Si Tomás rechazaba la oferta del suizo casi sin pensarlo era por Teresa. Suponía que no iba a querer marcharse. Además ella había pasado los siete primeros días de la ocupación en una especie de éxtasis que casi parecía felicidad. Andaba por la calle con su cámara repartiendo fotos a los periodistas extranjeros que se pegaban por obtenerlas. En cierta ocasión, mientras con excesivo descaro fotografiaba de cerca a un oficial que apuntaba con su revólver a la gente, la detuvieron y le hicieron pasar la noche en un puesto de mando ruso. La amenazaron con fusilarla, pero en cuanto la dejaron en libertad, volvió a salir a la calle y volvió a hacer fotos.
Por eso Tomás se quedó sorprendido cuando al décimo día de la ocupación le dijo:
—¿Y tú por qué no quieres ir a Suiza?
—¿Y por qué iba a tener que irme?
—Aquí tienen cuentas pendientes contigo.
—¿Y con quién no las tienen? —dijo Tomás con un gesto de despreocupación—. Pero dime: ¿tú serías capaz de vivir en el extranjero?
—¿Y por qué no?
—Te he visto arriesgar tu vida por este país. ¿Cómo es posible que ahora estés dispuesta a abandonarlo?
—Desde que volvió Dubcek todo ha cambiado —dijo Teresa.
Era verdad: la euforia general sólo duró los siete primeros días de la ocupación. Las autoridades del país habían sido capturadas por el ejército ruso como si fueran criminales, nadie sabía dónde estaban, todos temblaban por su vida y el odio a los rusos embriagaba cual alcohol a la gente. Era una fiesta ebria de odio. Las ciudades checas estaban adornadas con miles de carteles pintados a mano, con textos irónicos, epigramas, poemas, caricaturas de Brezhnev y su ejército, del que todos se reían como de una banda de analfabetos. Pero no hay fiesta que dure eternamente. Mientras tanto, los rusos obligaron a los representantes del Estado detenidos a firmar en Moscú una especie de compromiso. Dubcek regresó con ellos a Praga y después leyó en la radio su discurso. Tras seis días de cárcel estaba tan destrozado que no podía hablar, se atragantaba, se quedaba sin aliento, de modo que entre frase y frase había pausas interminables que duraban casi medio minuto.
El compromiso alcanzado salvó al país de lo peor: de los fusilamientos y de las deportaciones en masa a Siberia que espantaban a todos. Pero uña cosa ya estaba clara: Bohemia iba a tener que inclinarse ante el conquistador; iba a tener que atragantarse ya para siempre, que tartamudear, que quedarse sin aliento como Alexander Dubcek.
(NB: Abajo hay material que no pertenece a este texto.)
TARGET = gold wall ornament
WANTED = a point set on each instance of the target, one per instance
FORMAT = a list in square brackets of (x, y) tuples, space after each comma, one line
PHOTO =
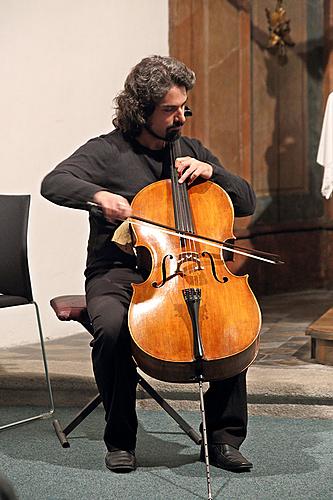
[(279, 30)]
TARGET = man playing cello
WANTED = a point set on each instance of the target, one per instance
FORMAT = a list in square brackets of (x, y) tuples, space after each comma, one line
[(110, 170)]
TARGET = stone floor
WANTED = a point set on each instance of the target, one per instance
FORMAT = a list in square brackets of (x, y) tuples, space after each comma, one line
[(283, 372)]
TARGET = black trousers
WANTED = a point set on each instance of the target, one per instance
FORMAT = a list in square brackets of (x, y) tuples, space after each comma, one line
[(108, 298)]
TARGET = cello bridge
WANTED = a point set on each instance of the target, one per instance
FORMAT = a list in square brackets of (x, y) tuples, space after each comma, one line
[(185, 257)]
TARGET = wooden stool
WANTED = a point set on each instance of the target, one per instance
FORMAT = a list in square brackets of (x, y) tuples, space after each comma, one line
[(321, 333)]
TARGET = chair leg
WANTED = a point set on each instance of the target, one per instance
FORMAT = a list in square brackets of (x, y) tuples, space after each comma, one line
[(63, 433), (47, 379), (90, 407), (171, 411)]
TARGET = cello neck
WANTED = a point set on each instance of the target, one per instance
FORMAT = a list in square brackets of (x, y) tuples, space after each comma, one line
[(182, 209)]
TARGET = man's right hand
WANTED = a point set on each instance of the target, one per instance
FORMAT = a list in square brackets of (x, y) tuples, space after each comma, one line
[(114, 207)]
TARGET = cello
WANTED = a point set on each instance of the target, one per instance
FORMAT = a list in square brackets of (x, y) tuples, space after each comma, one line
[(191, 320)]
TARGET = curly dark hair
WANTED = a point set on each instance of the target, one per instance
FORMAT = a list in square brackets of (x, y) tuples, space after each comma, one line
[(145, 86)]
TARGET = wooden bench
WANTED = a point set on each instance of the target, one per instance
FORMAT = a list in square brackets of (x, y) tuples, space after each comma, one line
[(321, 333)]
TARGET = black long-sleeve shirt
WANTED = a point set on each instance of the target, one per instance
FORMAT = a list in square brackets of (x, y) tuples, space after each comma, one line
[(111, 163)]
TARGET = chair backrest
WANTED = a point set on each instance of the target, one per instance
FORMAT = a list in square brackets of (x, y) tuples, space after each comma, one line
[(14, 267)]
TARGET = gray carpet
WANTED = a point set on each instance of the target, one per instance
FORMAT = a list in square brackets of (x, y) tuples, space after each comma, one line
[(292, 458)]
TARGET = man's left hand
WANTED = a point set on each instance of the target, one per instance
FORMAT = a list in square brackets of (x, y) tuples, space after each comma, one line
[(190, 169)]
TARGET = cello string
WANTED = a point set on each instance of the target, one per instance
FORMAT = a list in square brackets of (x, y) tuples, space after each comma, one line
[(178, 207), (187, 220)]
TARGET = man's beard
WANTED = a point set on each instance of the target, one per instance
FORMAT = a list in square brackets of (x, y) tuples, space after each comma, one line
[(170, 136)]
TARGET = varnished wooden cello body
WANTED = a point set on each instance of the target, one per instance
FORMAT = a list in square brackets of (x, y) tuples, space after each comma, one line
[(192, 318)]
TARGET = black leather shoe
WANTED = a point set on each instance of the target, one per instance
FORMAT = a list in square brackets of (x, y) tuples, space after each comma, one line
[(226, 457), (120, 460)]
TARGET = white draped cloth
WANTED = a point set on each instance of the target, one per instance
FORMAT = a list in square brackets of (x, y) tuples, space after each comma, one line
[(325, 151)]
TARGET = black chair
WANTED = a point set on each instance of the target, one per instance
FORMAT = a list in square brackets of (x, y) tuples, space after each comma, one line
[(15, 285), (73, 308)]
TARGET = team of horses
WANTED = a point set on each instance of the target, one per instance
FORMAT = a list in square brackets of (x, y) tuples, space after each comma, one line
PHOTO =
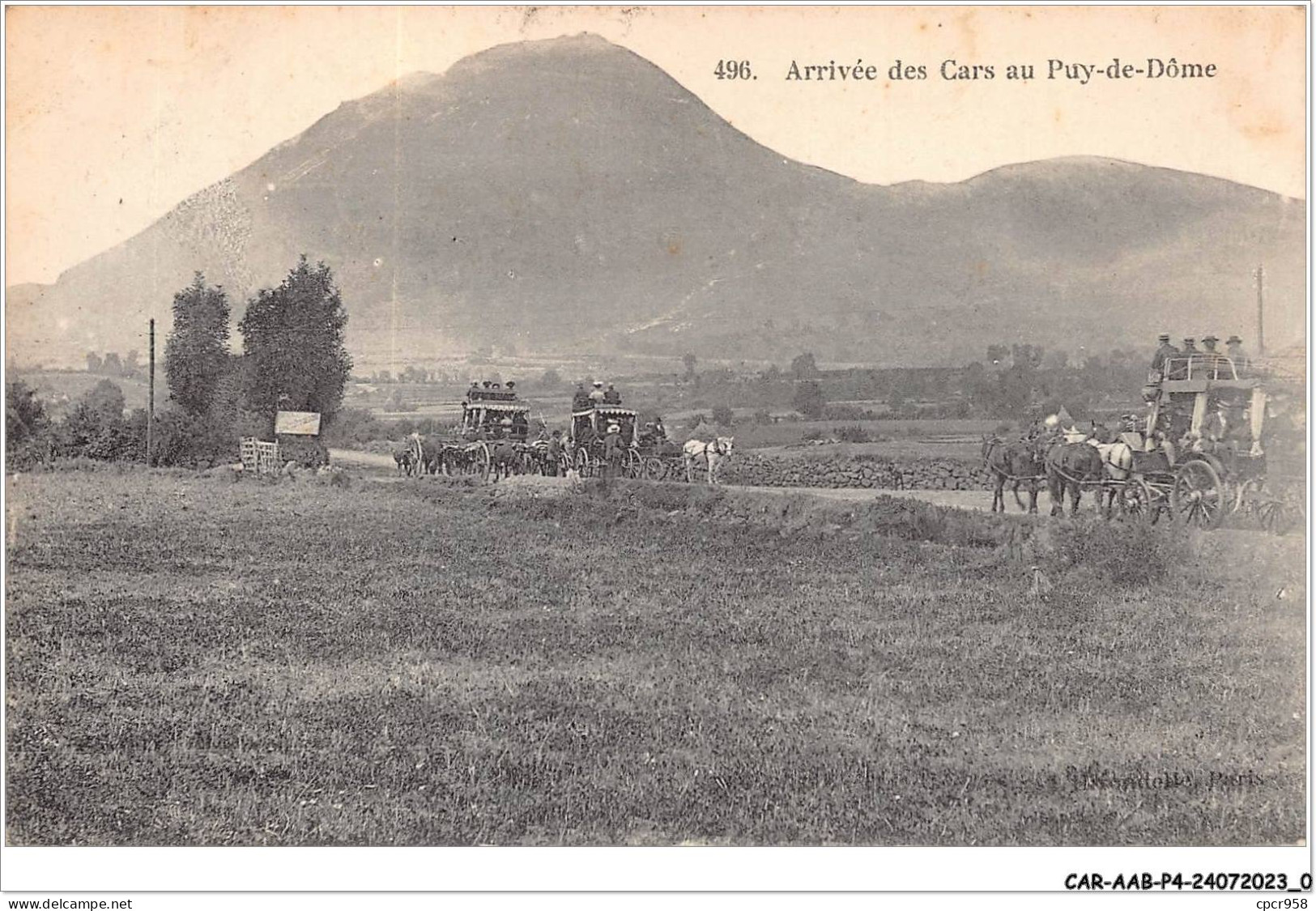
[(1069, 465), (427, 454), (421, 454)]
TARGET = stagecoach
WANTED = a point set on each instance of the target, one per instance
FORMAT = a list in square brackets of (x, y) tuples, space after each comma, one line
[(491, 439), (585, 439), (1203, 449)]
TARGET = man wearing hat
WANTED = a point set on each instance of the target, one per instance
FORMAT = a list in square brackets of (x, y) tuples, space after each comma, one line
[(1233, 351), (554, 454), (1190, 360), (612, 450), (581, 399), (1211, 357), (1162, 351)]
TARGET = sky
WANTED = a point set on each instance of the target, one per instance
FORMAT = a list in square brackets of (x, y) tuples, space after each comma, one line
[(116, 115)]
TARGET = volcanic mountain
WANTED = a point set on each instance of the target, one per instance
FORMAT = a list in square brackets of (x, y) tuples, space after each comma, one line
[(566, 195)]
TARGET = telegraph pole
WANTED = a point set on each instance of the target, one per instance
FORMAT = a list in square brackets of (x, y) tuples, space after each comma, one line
[(151, 399), (1261, 334)]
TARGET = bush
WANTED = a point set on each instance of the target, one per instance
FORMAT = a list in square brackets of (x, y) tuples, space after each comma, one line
[(1124, 553)]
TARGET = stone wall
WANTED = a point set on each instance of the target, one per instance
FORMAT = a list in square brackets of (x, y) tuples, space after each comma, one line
[(873, 471)]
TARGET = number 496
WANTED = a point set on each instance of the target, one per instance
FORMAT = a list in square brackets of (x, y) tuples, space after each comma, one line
[(733, 70)]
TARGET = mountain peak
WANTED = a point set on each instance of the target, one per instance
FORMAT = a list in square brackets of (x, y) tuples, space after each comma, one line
[(566, 195)]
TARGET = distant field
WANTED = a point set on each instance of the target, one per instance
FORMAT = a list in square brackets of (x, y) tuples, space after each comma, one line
[(912, 437), (200, 661), (59, 390)]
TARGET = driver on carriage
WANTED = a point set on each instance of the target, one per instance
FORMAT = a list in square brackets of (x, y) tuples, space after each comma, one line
[(581, 399), (614, 449)]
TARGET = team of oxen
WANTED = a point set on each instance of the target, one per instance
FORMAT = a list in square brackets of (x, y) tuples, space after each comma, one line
[(428, 454), (1067, 462)]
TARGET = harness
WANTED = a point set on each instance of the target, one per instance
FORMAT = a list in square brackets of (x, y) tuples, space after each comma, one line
[(996, 443)]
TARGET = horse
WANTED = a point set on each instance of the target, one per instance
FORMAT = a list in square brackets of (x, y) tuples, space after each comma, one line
[(1116, 460), (1012, 461), (712, 453), (406, 461), (505, 458), (1070, 466)]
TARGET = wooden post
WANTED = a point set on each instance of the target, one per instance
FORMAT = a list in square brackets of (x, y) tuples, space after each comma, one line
[(151, 398), (1261, 332)]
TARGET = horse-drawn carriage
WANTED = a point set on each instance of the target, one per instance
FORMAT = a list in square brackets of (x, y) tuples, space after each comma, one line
[(1203, 453), (492, 440), (1200, 454), (585, 446)]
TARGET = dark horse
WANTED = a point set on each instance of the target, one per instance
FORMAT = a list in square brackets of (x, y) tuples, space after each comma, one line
[(1069, 467), (1016, 462)]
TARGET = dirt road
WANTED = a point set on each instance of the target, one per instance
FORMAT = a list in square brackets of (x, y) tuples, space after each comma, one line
[(962, 499)]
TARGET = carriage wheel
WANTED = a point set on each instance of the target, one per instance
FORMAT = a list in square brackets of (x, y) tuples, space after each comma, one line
[(1136, 502), (1198, 496)]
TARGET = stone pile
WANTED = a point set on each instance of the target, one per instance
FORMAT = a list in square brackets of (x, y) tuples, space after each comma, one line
[(870, 471)]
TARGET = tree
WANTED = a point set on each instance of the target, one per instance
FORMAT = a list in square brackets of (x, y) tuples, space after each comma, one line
[(104, 402), (804, 366), (196, 353), (24, 415), (810, 401), (294, 337), (1028, 355)]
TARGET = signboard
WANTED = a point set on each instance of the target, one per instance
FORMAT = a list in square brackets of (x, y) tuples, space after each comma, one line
[(298, 423)]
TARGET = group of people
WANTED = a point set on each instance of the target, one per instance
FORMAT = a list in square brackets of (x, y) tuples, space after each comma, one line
[(1170, 362), (583, 401)]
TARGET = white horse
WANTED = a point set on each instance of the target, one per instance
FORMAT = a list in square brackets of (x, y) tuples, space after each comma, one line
[(1118, 461), (712, 453)]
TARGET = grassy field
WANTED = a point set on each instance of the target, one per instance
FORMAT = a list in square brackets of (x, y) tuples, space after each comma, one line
[(200, 661)]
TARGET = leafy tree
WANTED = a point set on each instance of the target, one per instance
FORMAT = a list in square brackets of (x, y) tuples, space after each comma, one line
[(196, 353), (294, 338), (1029, 357), (24, 415), (104, 402), (804, 366), (808, 399)]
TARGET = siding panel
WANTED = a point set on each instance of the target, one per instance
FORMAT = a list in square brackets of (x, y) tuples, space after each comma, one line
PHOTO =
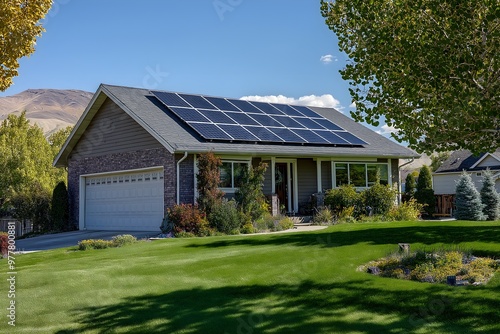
[(113, 131), (326, 175)]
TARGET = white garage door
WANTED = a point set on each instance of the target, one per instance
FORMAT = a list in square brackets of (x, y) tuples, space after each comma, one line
[(132, 201)]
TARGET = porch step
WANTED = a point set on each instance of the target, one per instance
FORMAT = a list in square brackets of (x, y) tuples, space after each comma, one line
[(301, 220)]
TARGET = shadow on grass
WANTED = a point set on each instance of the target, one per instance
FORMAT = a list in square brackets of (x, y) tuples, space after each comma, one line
[(385, 234), (308, 307)]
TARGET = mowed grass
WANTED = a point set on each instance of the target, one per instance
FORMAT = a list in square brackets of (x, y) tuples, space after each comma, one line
[(279, 283)]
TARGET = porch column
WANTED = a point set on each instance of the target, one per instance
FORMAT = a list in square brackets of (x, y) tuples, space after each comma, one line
[(273, 177), (318, 175)]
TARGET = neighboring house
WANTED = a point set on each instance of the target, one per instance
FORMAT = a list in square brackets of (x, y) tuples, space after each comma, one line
[(130, 157), (445, 177)]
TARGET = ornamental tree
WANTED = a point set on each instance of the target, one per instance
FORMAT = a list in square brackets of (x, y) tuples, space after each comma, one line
[(430, 68), (490, 197), (425, 194), (467, 200), (19, 28)]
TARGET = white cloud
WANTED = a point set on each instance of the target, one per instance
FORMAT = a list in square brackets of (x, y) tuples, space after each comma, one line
[(327, 59), (385, 130), (325, 101)]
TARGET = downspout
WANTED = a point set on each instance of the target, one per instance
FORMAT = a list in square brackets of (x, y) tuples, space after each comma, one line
[(178, 177), (399, 173)]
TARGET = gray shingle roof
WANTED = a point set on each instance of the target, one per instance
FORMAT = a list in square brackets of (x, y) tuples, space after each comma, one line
[(178, 137), (463, 160), (181, 138)]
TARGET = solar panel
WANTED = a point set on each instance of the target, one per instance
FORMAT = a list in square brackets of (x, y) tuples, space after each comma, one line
[(215, 118), (222, 104), (209, 131), (189, 114), (238, 132), (197, 101), (171, 99), (267, 108)]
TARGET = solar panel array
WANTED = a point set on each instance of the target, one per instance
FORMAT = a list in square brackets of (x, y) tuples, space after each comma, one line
[(215, 118)]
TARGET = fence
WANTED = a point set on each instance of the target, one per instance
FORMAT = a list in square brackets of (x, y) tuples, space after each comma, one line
[(21, 227)]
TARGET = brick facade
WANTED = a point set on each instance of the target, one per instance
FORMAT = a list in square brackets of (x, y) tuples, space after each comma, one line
[(125, 161)]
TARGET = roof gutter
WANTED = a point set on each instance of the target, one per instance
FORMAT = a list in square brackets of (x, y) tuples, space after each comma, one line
[(178, 177)]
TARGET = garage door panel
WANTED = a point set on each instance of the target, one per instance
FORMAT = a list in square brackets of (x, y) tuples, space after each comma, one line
[(116, 203)]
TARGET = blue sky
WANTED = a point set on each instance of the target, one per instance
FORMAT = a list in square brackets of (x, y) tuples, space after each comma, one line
[(268, 49)]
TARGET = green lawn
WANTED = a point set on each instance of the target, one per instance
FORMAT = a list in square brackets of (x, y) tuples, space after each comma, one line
[(280, 283)]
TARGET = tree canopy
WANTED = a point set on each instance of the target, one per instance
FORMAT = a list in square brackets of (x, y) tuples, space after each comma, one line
[(26, 157), (429, 67), (19, 28)]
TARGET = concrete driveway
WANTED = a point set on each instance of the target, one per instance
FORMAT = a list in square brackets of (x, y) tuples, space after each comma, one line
[(68, 239)]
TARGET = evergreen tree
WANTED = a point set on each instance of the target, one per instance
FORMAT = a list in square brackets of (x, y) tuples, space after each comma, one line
[(410, 185), (490, 197), (425, 194), (467, 200), (59, 210)]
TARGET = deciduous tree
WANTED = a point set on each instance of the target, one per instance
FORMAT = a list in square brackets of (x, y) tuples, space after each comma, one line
[(490, 197), (431, 68), (19, 28)]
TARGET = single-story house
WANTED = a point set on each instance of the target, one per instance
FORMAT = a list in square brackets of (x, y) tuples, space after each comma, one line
[(445, 177), (133, 153)]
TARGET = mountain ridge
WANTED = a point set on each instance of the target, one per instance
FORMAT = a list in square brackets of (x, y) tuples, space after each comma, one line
[(51, 109)]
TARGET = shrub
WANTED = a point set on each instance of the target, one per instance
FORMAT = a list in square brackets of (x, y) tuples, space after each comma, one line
[(4, 243), (225, 217), (248, 228), (208, 179), (59, 212), (410, 185), (324, 216), (409, 210), (123, 239), (95, 244), (467, 200), (264, 223), (489, 197), (186, 218), (249, 196), (380, 198), (343, 197), (284, 223)]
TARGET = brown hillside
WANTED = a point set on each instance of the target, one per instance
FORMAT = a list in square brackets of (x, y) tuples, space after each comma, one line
[(51, 109)]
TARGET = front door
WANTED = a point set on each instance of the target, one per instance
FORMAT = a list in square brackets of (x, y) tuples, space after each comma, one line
[(281, 181)]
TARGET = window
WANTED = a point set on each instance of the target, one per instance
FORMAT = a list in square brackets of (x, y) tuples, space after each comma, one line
[(231, 173), (342, 174), (360, 174)]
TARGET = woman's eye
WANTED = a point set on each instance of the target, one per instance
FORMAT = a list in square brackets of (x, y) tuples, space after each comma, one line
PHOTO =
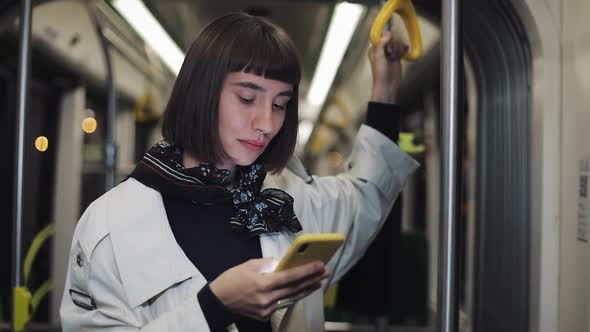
[(246, 100), (280, 107)]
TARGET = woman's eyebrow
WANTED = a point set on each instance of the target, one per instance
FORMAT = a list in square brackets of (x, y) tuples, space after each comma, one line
[(256, 87)]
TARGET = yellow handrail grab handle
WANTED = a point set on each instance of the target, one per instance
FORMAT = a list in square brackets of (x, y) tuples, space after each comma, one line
[(406, 10)]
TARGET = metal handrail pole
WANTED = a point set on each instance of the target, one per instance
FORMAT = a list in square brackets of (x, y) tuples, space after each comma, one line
[(24, 75), (450, 103), (110, 146)]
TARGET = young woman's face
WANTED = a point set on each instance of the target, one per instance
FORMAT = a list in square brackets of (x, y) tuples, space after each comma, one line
[(251, 112)]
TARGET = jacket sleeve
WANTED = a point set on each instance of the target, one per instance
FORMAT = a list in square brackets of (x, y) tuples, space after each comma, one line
[(356, 202), (94, 298)]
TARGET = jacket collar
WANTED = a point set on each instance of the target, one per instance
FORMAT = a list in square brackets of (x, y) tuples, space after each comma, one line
[(143, 243)]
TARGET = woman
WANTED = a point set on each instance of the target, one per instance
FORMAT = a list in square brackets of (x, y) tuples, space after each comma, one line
[(188, 242)]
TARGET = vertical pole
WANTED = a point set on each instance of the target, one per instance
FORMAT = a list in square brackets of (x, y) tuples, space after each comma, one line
[(110, 147), (450, 92), (24, 74), (23, 105)]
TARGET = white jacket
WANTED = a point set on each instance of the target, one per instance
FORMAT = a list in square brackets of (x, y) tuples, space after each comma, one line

Se había acabado la fiesta. Habían llegado los días hábiles de la humillación.
Todo esto se lo decía Teresa a Tomás y él sabía que era verdad, pero que por debajo de esa verdad había otro motivo más, aún más esencial, para que Teresa quisiera irse de Praga: no era feliz con la vida que había llevado hasta entonces.
Los días más hermosos de su vida los había vivido fotografiando en las calles a los soldados rusos y exponiéndose al peligro. Fueron los únicos días en los que el serial televisivo de sus sueños se interrumpió y sus noches fueron felices. Los rusos le trajeron en sus tanques el equilibrio interior. Ahora, terminada ya la fiesta, vuelve a tener miedo de sus noches y querría huir de ellas. Sabe ya que hay situaciones en las que es capaz de sentirse fuerte y satisfecha y por eso desea ir a recorrer el mundo, con la esperanza de volver a encontrar situaciones similares.
—¿Y no te importa —le preguntó Tomás— que Sabina también haya emigrado a Suiza?
—Ginebra no es Zurich —dijo Teresa—. Seguro que allí me molestará menos de lo que me molestaba en Praga.
La persona que desea abandonar el lugar en donde vive no es feliz. Por eso Tomás aceptó el deseo de emigrar de Teresa, como el culpable acepta la condena. Se sometió a ella y un buen día se encontró, con Teresa y Karenin, en la mayor ciudad de Suiza.